On Friday, ICE said its billboards would help the public understand the risks of “non-cooperation policies” by featuring foreign nationals who it says were arrested by police in Philadelphia and Pittsburgh, then released when ICE detainers were not honored.
In the last year, Philadelphia’s jails have received 44 ICE detainers and arrest warrants, but only 11 of the warrants were signed by a judge, a city spokesperson said this week.
The billboards are located on Route 1 north of Old Lincoln Highway in Bucks County; the Pennsylvania Turnpike Bridge at Wood Avenue in Bristol Township; the Walt Whitman Bridge; Route 130 just south of the Airport Circle in Pennsauken; on Christopher Columbus Boulevard; and the Pennsylvania Turnpike east of Buck Road.
ICE says it’s safer for everyone if it takes custody of people inside jails.

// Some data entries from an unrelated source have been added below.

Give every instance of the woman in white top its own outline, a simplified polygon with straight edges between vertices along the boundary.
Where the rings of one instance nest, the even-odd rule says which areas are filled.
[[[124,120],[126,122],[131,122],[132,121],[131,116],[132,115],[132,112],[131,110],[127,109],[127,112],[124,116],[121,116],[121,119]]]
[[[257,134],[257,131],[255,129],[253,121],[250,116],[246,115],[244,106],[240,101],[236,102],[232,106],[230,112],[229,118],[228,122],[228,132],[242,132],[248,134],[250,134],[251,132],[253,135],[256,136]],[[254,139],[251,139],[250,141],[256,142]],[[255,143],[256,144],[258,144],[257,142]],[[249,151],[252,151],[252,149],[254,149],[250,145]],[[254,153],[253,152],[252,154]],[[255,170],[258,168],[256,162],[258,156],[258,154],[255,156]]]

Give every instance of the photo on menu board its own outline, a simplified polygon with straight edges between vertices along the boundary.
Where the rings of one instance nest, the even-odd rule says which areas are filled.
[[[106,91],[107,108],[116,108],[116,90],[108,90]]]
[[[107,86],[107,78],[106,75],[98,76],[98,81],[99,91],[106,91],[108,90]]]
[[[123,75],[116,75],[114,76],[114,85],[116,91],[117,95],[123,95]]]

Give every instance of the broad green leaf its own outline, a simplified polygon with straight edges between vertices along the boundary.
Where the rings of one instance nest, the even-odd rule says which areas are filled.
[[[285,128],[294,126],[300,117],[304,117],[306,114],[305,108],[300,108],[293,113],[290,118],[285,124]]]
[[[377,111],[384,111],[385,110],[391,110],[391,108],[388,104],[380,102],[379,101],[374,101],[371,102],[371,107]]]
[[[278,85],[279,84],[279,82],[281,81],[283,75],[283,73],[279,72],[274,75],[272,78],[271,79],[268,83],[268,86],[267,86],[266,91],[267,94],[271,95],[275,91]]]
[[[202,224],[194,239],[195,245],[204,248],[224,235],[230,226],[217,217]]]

The city says it could be sued — as other governments have been — for keeping someone in jail beyond the release date set by a judge.
An agency statement said that “when law enforcement agencies fail to honor immigration detainers and release serious criminal offenders onto the streets, it undermines ICE’s ability to protect public safety and carry out its mission.”
City spokesperson Dunn said, “The City of Philadelphia has always cooperated with ICE when that agency goes before a judge and obtains a federal arrest warrant. This is not burdensome and ICE has, in fact, obtained such warrants on several occasions. In other words, we fully comply with federal law. The reality is that the White House has tried to coerce cities like Philadelphia into going beyond federal law.”
In mid-September, billboards urging ICE to stop detaining immigrant families fleeing dangerous homelands and to free those already being held during the worst pandemic in a century went up in Philadelphia and other American cities.
Amnesty International USA erected the signs as part of a campaign urging federal immigration authorities to use their discretion and release both parents and children — an action they’ve long declined to take — and to end a crackdown on immigrants seeking asylum.